Comment dépasser cette difficulté ? Dans un article paru en septembre 2015 dans la revue Brain(3), des chercheurs du Coma Science Group et du Massachusetts Institute of Technology (MIT), à Boston, ont montré qu'il était possible de résoudre le problème en recourant à l'IRM fonctionnelle « à l'état de repos », c'est-à-dire chez des sujets éveillés n'effectuant aucune tâche. Toutefois, même lorsque l'esprit a tout loisir de ne rien faire, la cognition vagabonde, se dirige toujours spontanément vers des pensées et des sentiments. Il existe donc chez tout individu une activité cérébrale par défaut. En fait, le mot « repos » est trompeur quand on parle du cerveau, puisque ce dernier n'est jamais véritablement silencieux, hormis dans l'état de mort cérébrale. Cette activité intrinsèque qui caractérise un cerveau dit au repos est quantifiable en IRMf et a servi de pilier à l'élaboration d'une méthode destinée, une fois encore, à distinguer les patients en état de conscience minimale des patients en état végétatif/non répondant.

IRMf repos

Quel trafic sur les autoroutes ?

L'enregistrement en IRMf chez des sujets au repos permet d'identifier six réseaux. Le premier, qui est composé d'aires associatives médianes (précuneus, cortex cingulaires antérieur et postérieur, cortex mésiofrontal) et latérales (cortex temporal postérieur), est lié à la conscience de soi, entendue comme le fait d'être concentré sur son monde intérieur - Que vais-je faire ce soir ? Arriverai-je à terminer mon travail à temps ?... « C'est le territoire de la petite voix intérieure qui nous parle et de l'imagerie mentale », précise Steven Laureys. Le deuxième réseau, qui met en œuvre des aires fronto-pariétales latérales, est centré sur la conscience du monde extérieur, bâtie à partir de nos perceptions - Il fait chaud dans cette pièce. Je commence à avoir mal au dos... Troisième réseau : celui de la saillance émotionnelle, incluant notamment l'insula. Sa fonction serait d'identifier certains stimuli émotionnellement marqués qui se révèlent importants pour l'organisme, telle la douleur ou l'anxiété.

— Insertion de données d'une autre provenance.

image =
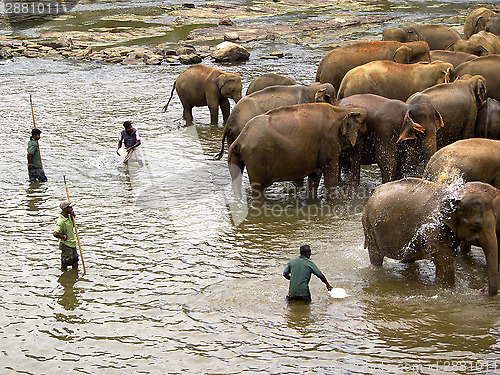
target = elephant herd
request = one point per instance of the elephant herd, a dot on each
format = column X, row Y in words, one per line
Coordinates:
column 423, row 96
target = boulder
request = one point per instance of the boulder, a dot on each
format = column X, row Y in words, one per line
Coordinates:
column 229, row 52
column 192, row 58
column 5, row 53
column 186, row 50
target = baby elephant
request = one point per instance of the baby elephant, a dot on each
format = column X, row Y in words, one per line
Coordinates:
column 413, row 219
column 200, row 85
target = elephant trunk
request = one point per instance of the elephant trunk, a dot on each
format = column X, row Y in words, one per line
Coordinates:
column 237, row 98
column 489, row 244
column 429, row 147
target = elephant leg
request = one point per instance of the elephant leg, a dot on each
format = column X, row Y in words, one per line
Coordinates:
column 312, row 185
column 376, row 257
column 188, row 110
column 236, row 167
column 445, row 268
column 225, row 109
column 465, row 247
column 386, row 160
column 355, row 162
column 331, row 176
column 258, row 193
column 213, row 106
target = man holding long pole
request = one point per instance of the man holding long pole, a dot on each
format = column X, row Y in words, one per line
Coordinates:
column 67, row 238
column 35, row 169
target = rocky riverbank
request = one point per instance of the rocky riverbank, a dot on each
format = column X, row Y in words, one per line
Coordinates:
column 91, row 45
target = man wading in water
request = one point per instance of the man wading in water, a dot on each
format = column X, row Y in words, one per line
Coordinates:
column 299, row 271
column 35, row 170
column 67, row 239
column 130, row 137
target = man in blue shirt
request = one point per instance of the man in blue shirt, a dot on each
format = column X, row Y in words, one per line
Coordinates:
column 130, row 139
column 299, row 271
column 35, row 170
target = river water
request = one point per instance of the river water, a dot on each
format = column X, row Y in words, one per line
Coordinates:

(3) Demertzi, A., Antonopoulos, G., Heine, L., Voss, H. U., Crone, J. S., de Los Angeles, C., Bahri, M. A., Di Perri, C., Vanhaudenhuyse, A., Charland-Verville, V., Kronbichler, M., Trinka, E., Phillips, C., Gomez, F., Tshibanda, L., Soddu, A., Schiff, N. D., Whitfield-Gabrieli, S., & Laureys, S. (2015). Intrinsic functional connectivity differentiates minimally conscious from unresponsive patients. Brain: a journal of neurology, 138, 2619-2631.